See also my review of Eternal Light, Pasquales Angel, White Devils, The Eye of The Tyger
and an interview with Paul McAuley for Infinity Plus
I think the (minor) trouble I've had with Paul McAuley's books in the past is that his characters have never really managed to engage me. As much as I generally enjoyed Pasquale's Angel and Eternal Light, and as spellbinding and awe-inspiring as McAuley's stories can be, the characters within them have always seemed curiously hollow.
Whole Wide World goes quite some way to addressing this problem. Compared to much of McAuley's previous work the plot here is decidedly down to earth. The very near-future sees a young girl named Sophie Booth murdered in London following the aftermath of an Info War which destroyed the computers and computer networks of most of the UK (The City in WWW is a wasteland - and not just a moral one, either). Sophie's death was webcast by her killer, and our protagonist (a maverick-cop-with-a-past-working-outside-The-System) is out to track him down. The bare bones of the plot involves the search for the killer; there are a few subplots en route, but mostly the book is carried by the personality of its central protagonist.

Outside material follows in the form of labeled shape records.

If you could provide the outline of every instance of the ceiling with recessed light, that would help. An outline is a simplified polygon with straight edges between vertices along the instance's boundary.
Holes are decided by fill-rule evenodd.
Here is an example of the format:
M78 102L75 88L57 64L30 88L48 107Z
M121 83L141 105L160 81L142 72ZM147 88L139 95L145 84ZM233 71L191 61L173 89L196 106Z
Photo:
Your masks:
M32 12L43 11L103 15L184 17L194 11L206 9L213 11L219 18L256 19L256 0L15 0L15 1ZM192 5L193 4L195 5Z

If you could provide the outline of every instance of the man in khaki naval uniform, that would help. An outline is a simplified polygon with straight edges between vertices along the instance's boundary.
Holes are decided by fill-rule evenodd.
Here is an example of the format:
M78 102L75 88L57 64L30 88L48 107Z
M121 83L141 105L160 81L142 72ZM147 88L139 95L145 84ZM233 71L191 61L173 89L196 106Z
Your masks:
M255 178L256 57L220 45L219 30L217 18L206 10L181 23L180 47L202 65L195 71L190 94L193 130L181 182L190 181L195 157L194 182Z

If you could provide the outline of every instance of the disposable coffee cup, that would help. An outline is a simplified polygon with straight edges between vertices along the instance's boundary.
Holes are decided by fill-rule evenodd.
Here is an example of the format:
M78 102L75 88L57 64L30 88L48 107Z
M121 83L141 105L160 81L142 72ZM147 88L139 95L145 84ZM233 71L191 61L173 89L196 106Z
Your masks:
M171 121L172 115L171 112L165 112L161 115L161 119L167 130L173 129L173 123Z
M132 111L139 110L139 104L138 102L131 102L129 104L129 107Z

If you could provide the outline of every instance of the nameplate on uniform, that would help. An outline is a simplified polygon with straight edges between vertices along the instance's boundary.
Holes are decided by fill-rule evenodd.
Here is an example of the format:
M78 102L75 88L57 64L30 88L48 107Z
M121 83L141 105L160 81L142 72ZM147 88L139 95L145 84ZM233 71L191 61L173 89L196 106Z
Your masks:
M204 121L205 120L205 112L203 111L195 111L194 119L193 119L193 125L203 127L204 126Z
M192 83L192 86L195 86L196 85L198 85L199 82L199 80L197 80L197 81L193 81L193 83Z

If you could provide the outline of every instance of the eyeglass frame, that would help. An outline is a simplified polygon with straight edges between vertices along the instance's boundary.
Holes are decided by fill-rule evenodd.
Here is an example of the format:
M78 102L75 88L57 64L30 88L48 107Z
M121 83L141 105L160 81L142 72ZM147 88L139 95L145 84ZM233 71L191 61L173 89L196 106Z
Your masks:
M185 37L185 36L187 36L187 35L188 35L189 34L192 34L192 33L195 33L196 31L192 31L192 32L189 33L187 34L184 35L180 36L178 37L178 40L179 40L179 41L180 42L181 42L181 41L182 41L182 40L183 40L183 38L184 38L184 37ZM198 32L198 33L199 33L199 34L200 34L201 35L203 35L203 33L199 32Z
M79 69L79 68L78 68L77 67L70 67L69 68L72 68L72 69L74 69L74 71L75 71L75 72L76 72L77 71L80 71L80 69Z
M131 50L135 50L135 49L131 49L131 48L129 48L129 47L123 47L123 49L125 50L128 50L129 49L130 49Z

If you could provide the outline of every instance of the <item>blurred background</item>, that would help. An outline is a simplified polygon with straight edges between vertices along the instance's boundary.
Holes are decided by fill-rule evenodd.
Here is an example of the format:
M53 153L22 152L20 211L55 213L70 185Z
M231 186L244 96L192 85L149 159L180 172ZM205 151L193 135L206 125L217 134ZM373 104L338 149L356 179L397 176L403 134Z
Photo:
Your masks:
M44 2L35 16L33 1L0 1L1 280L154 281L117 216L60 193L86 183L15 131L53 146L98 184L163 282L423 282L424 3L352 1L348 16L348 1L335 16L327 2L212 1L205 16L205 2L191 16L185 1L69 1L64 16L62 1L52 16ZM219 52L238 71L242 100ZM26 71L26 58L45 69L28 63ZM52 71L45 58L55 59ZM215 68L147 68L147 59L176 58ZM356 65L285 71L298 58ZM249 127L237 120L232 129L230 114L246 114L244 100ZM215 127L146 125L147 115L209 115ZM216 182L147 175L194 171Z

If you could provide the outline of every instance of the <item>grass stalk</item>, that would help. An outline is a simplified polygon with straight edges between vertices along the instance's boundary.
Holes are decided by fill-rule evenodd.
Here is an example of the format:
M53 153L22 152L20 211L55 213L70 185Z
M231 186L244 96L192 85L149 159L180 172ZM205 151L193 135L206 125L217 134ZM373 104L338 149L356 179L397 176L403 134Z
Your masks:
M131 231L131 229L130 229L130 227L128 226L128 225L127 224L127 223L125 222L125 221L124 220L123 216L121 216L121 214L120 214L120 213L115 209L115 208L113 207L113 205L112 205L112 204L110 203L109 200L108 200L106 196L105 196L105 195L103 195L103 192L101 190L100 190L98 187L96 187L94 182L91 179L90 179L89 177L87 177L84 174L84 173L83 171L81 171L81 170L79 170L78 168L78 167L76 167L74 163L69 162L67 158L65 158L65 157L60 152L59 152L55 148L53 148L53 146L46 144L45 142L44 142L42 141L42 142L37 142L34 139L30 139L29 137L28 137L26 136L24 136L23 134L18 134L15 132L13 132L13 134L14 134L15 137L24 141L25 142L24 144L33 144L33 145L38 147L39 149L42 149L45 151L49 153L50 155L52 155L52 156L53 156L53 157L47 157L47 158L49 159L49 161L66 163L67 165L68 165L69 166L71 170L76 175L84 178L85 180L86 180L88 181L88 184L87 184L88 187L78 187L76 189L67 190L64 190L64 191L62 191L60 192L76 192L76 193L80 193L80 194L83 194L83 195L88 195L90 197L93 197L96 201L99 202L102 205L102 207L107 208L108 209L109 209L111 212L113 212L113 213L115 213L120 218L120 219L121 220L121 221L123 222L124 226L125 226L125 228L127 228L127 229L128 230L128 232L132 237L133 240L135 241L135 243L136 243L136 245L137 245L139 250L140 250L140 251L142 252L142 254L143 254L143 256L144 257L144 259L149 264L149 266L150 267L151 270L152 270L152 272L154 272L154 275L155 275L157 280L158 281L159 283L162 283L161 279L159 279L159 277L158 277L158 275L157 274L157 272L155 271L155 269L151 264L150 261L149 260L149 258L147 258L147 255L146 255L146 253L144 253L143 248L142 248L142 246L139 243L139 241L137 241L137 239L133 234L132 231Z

Something of a turn-around for Paul McAuley, then, in that characterisation and detail is all in this book. The main character is a sympathetic, idiosyncratic and decent human being (especially compared with the next generation of 'corporate cops' such as the lovely DI Davies, whom he first meets briefly on pages 70-75). He wants to solve Sophie Booth's murder because he finds such an act abhorrent, not because it will earn him promotion points and meet his targets.
McAuley's prose may not
have the lyricism and edge of some of Crime Fictions' finest, but it's
more than adequate to present his man as something of an 'old school'
copper. The interactions with colleagues, suspects and fellow police
alike are all clearly written and all ring true - some of his more
cynical private observations are a joy to read. The protagonist has a
life, not just a career. He's by no means perfect (in fact, he has some
deep-seated problems), but he is funny, sad, driven, biased and
ignorant of himself. He enjoys music, beer and company.
Basically, he's a human being, a well-rounded and well-written person.
McAuley's vision of a London recovering from a brief but traumatic descent into complete anarchy seems both trenchant and worryingly prescient at the moment. Massive, overweening security and paranoia is just about everywhere following the recent terrorist 'onslaught' - from near-AI computer surveillance systems, to the right-wing minority 'Decency League' that has succeeded in imposing its narrow values upon everyone in the wake of the panic and fear following the Info War. The London in WWW is also still recognisably 'ours' - alternately exciting and depressing, futuristic and decrepit.
I've read very little crime fiction - in fact, Raymond Chandler aside, WWW is just about the only piece I've read - and I thoroughly enjoyed them both.
I didn't come out of it with any remarkable insights or new knowledge (WWW is a complete tour de force); I'm not about to rush out and buy Sara Paretsky's latest novel; and I don't think McAuley has a brave new career ahead of him writing crime fiction. But the sense I did get with reading Whole Wide World was of McAuley perhaps flexing some newly developed writing muscles.
We know he can write some awesome hard sf; perhaps this new 'softer' McAuley can now fuse these two styles together and write something that is rather more straightforwardly and simply 'awesome'.